Selon le Top Geopolitical Risks 2025 publié par KPMG, les risques systémiques liés à la gouvernance mondiale, à l’IA ou encore à l’instabilité politique font désormais partie du quotidien des comités exécutifs.
Dans le même temps, la confiance s’érode. L’enjeu n’est plus seulement de produire ou de diffuser de l’information, mais de pouvoir s’appuyer sur des données vérifiées, cohérentes et traçables pour éclairer la décision.

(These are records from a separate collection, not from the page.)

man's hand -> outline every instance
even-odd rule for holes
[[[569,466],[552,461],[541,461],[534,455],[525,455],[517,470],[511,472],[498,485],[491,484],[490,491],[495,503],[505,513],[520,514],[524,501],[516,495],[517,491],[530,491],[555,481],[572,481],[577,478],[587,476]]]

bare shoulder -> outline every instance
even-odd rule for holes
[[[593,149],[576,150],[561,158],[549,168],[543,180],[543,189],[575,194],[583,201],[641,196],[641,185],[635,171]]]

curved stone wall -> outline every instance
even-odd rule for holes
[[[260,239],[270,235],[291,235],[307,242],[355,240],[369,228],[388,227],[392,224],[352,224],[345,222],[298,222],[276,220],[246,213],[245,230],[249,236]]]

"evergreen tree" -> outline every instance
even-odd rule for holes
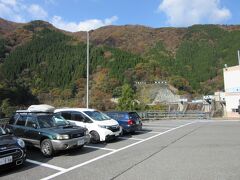
[[[122,86],[122,96],[118,100],[117,109],[120,111],[138,109],[138,103],[135,100],[134,91],[128,84]]]

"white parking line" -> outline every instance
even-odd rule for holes
[[[42,162],[39,162],[39,161],[34,161],[34,160],[31,160],[31,159],[26,159],[26,161],[29,162],[29,163],[32,163],[32,164],[37,164],[39,166],[44,166],[44,167],[47,167],[47,168],[50,168],[50,169],[55,169],[57,171],[65,171],[66,170],[65,168],[62,168],[62,167],[54,166],[54,165],[47,164],[47,163],[42,163]]]
[[[161,136],[161,135],[163,135],[163,134],[169,133],[169,132],[174,131],[174,130],[176,130],[176,129],[179,129],[179,128],[188,126],[188,125],[193,124],[193,123],[197,123],[197,121],[191,122],[191,123],[187,123],[187,124],[178,126],[178,127],[176,127],[176,128],[172,128],[172,129],[169,129],[169,130],[167,130],[167,131],[158,133],[158,134],[156,134],[156,135],[154,135],[154,136],[151,136],[151,137],[149,137],[149,138],[146,138],[146,139],[144,139],[144,140],[141,140],[141,141],[135,142],[135,143],[133,143],[133,144],[130,144],[130,145],[128,145],[128,146],[125,146],[125,147],[122,147],[122,148],[120,148],[120,149],[117,149],[116,151],[109,152],[109,153],[107,153],[107,154],[104,154],[104,155],[101,155],[101,156],[99,156],[99,157],[93,158],[93,159],[91,159],[91,160],[89,160],[89,161],[86,161],[86,162],[84,162],[84,163],[78,164],[78,165],[73,166],[73,167],[71,167],[71,168],[68,168],[68,169],[66,169],[66,170],[63,170],[63,171],[60,171],[60,172],[55,173],[55,174],[53,174],[53,175],[47,176],[47,177],[45,177],[45,178],[43,178],[43,179],[41,179],[41,180],[49,180],[49,179],[55,178],[55,177],[60,176],[60,175],[62,175],[62,174],[64,174],[64,173],[67,173],[67,172],[69,172],[69,171],[72,171],[72,170],[74,170],[74,169],[76,169],[76,168],[85,166],[85,165],[90,164],[90,163],[92,163],[92,162],[95,162],[95,161],[97,161],[97,160],[99,160],[99,159],[103,159],[103,158],[105,158],[105,157],[107,157],[107,156],[110,156],[110,155],[112,155],[112,154],[115,154],[115,153],[117,153],[117,152],[119,152],[119,151],[128,149],[128,148],[133,147],[133,146],[135,146],[135,145],[137,145],[137,144],[143,143],[143,142],[145,142],[145,141],[148,141],[148,140],[150,140],[150,139],[153,139],[153,138],[155,138],[155,137],[158,137],[158,136]]]
[[[124,139],[124,140],[135,140],[135,141],[142,141],[143,139],[140,139],[140,138],[128,138],[128,137],[118,137],[118,139]]]
[[[177,126],[174,126],[174,127],[177,127]],[[171,129],[173,127],[143,126],[143,128],[149,128],[149,129]]]
[[[103,148],[103,147],[97,147],[97,146],[87,146],[87,145],[85,145],[84,147],[92,148],[92,149],[106,150],[106,151],[116,151],[116,149]]]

Le métier d’auditeur est en pleine transformation. Nous sommes passés du contrôle a posteriori à la vérification continue. De l’échantillonnage à l’audit de l'exhaustivité des données. Du bilan financier à la traçabilité de la performance durable.
Ce changement est autant quantitatif que qualitatif. Dans le cadre de la mise en œuvre de la CSRD, les entreprises ont dû suivre jusqu’à 120 indicateurs standardisés, déclinés en plus de 1 100 points de données. Pour les auditeurs, c’est un basculement d’échelle : il ne s’agit plus uniquement de certifier des comptes, mais de vérifier la cohérence, l’exhaustivité et la conformité des informations, engagements et méthodologies tels qu’ils sont présentés par l’entreprise.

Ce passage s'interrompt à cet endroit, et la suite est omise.